Henry Kissinger, ET Ambassador, mostly under employed and meddlesome, not a member of the Pantheon, but their Counsel, opined, “I respectfully remind the Pantheon that Counsel advised against this sports cult, for such has been a symptom of civilizational decline too often for chance.
Robert Zephyr, Chief Anthropologist, spoke to Charleton Heston with respect, “My friend, I voted for Marooning because our many conversations have made me wonder, what if we are wrong—Pyreon deserves to be peopled by men again, to be reborn before our haughty return. I can thin of no better man for such a trust.”
Chuck, nodded respectfully, “Sir.”
Steven Mueller, Auditor General, looked at Terry Bradshaw, “Terry, thank you for your service. We might have won this season. Personally, my degenerate counterparts have made a terrible decision, are conducting a vile and reprehensible act of passion, which will be woven into the ever more shameful Martian fabric. Good luck, Sergeant.”
Charles Khurch, Minister of the Solar Church of Christ, looked to Sean Glass and said, “My friend, my loyal sergeant, you were the real team captain, me just a spectator. We will be watching.
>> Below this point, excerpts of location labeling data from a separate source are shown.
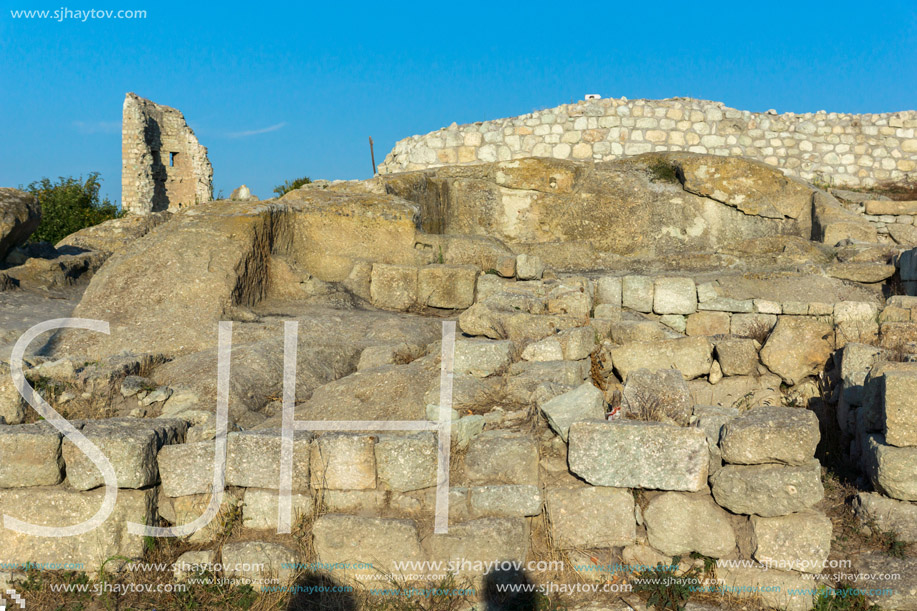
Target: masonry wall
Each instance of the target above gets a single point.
(163, 166)
(839, 149)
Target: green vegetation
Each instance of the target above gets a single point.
(290, 185)
(69, 205)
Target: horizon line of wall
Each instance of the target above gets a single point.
(831, 148)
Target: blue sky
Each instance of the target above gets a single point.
(279, 91)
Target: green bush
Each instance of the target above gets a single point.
(289, 185)
(69, 205)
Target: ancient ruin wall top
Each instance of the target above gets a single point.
(163, 166)
(833, 148)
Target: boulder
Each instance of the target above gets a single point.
(767, 434)
(768, 490)
(798, 347)
(645, 455)
(20, 214)
(678, 524)
(591, 516)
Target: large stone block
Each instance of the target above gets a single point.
(692, 356)
(375, 544)
(342, 461)
(678, 524)
(393, 287)
(591, 517)
(586, 402)
(254, 457)
(500, 457)
(771, 435)
(446, 286)
(900, 413)
(798, 542)
(674, 296)
(799, 346)
(768, 490)
(58, 507)
(629, 454)
(30, 455)
(893, 471)
(131, 444)
(408, 461)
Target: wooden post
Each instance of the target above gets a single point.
(372, 154)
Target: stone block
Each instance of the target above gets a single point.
(586, 402)
(674, 296)
(30, 455)
(645, 455)
(253, 459)
(393, 287)
(343, 461)
(769, 434)
(678, 524)
(591, 517)
(500, 457)
(407, 462)
(768, 490)
(446, 286)
(797, 542)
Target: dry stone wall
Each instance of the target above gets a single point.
(163, 166)
(835, 148)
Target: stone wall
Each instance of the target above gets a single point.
(163, 166)
(835, 148)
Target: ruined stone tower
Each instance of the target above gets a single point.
(163, 166)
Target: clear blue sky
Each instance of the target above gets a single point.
(276, 92)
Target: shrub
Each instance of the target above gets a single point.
(290, 185)
(69, 205)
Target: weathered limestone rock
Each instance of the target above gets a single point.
(407, 462)
(785, 590)
(737, 357)
(660, 395)
(260, 508)
(258, 561)
(58, 507)
(678, 524)
(799, 541)
(501, 457)
(674, 296)
(481, 357)
(903, 595)
(30, 455)
(692, 356)
(20, 214)
(393, 287)
(768, 490)
(591, 516)
(253, 459)
(767, 434)
(893, 471)
(163, 164)
(446, 286)
(131, 444)
(529, 267)
(341, 461)
(586, 402)
(900, 413)
(504, 501)
(899, 517)
(376, 541)
(797, 348)
(645, 455)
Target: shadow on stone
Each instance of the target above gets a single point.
(317, 592)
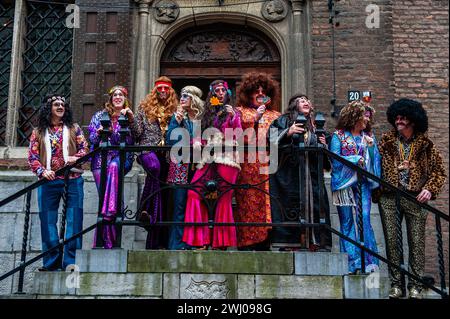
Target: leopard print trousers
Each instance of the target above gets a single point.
(415, 228)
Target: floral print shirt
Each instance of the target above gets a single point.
(57, 159)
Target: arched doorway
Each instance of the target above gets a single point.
(200, 55)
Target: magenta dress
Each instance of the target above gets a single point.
(196, 210)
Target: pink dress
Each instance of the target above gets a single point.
(196, 209)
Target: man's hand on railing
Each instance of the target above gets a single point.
(71, 160)
(424, 196)
(50, 175)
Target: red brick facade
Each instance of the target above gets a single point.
(406, 57)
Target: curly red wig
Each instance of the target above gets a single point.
(155, 109)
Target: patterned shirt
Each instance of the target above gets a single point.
(114, 139)
(57, 159)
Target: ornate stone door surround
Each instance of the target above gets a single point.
(161, 20)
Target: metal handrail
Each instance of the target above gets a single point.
(122, 148)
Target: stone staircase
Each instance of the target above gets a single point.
(212, 274)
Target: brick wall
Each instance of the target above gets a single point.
(406, 57)
(420, 34)
(363, 56)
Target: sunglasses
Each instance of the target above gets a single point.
(162, 88)
(220, 89)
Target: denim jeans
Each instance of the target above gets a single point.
(49, 198)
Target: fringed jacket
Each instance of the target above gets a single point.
(427, 169)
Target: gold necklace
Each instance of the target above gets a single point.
(405, 163)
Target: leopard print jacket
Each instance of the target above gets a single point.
(427, 171)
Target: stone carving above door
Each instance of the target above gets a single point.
(274, 10)
(221, 46)
(166, 11)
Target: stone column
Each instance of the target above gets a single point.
(297, 49)
(15, 84)
(141, 82)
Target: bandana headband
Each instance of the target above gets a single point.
(223, 83)
(159, 83)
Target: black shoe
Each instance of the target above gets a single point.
(48, 269)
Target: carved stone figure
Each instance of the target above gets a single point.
(274, 10)
(166, 11)
(221, 46)
(207, 290)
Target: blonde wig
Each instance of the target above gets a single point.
(352, 113)
(197, 104)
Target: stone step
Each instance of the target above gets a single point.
(212, 262)
(188, 286)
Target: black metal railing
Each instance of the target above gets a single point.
(300, 150)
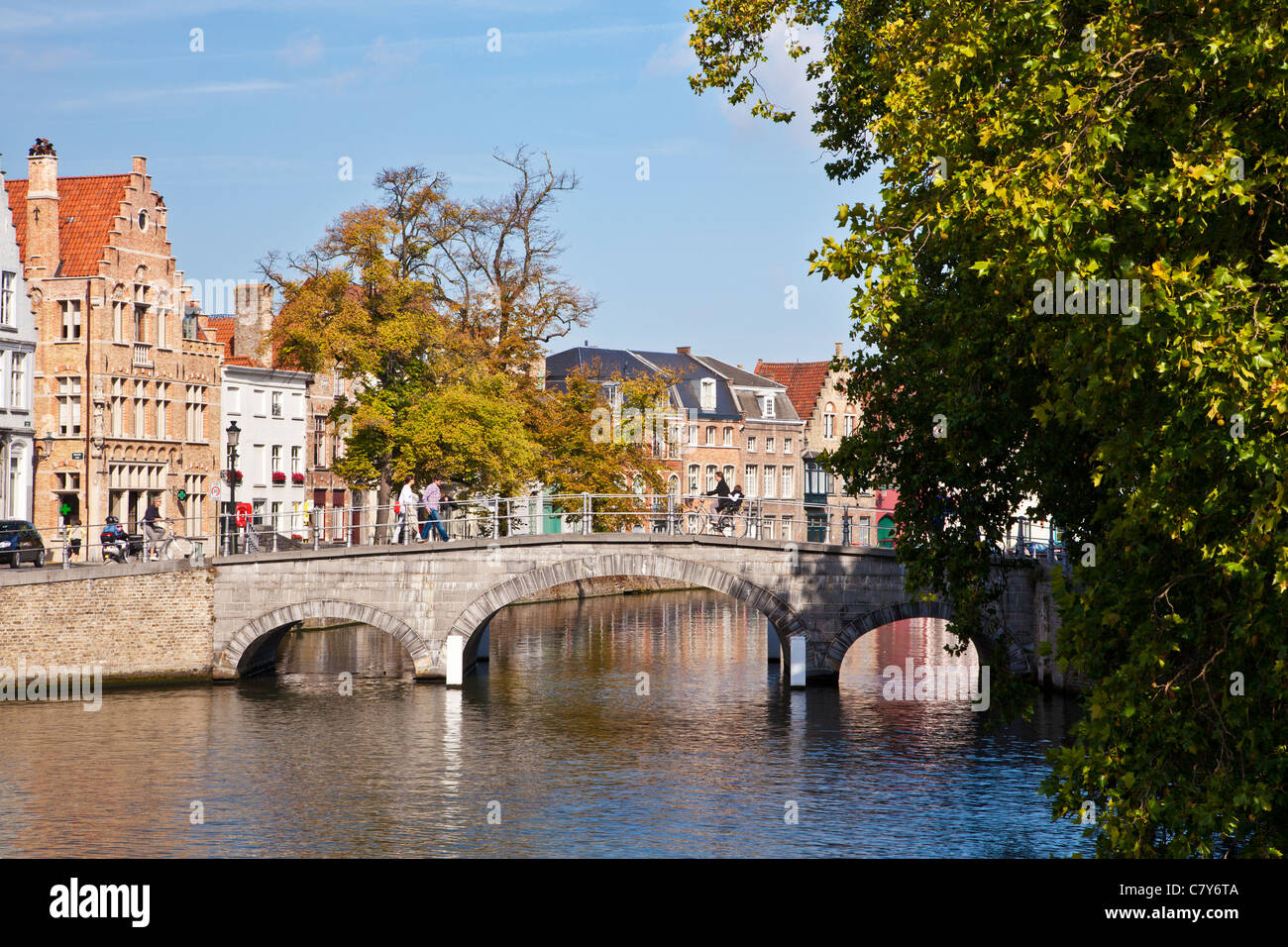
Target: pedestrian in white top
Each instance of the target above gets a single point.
(430, 499)
(406, 509)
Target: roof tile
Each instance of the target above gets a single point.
(86, 208)
(804, 381)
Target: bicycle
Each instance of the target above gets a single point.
(700, 522)
(170, 547)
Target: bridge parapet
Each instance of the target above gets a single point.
(429, 594)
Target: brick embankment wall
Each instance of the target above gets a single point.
(150, 622)
(596, 587)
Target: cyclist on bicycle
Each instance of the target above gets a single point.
(735, 499)
(721, 491)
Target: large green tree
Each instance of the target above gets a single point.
(441, 311)
(1077, 142)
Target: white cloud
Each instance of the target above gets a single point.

I know you will make me proud… bring the Gospels back home from this ungodly exile.
Lawrence Elysium, Trustee of Mars, who did not have a team, looked to Bobby, “It is agreed then, ostracism.”
The screens then shut off to be replaced by images of Earth, the place some of their rulers called Pyreon, the sacrificial earth left to the will of a flaming comet by the captain of each and every ship of fate, abandoning ship far ahead of its sailors, its passengers doomed to dust in a world lit only by fire.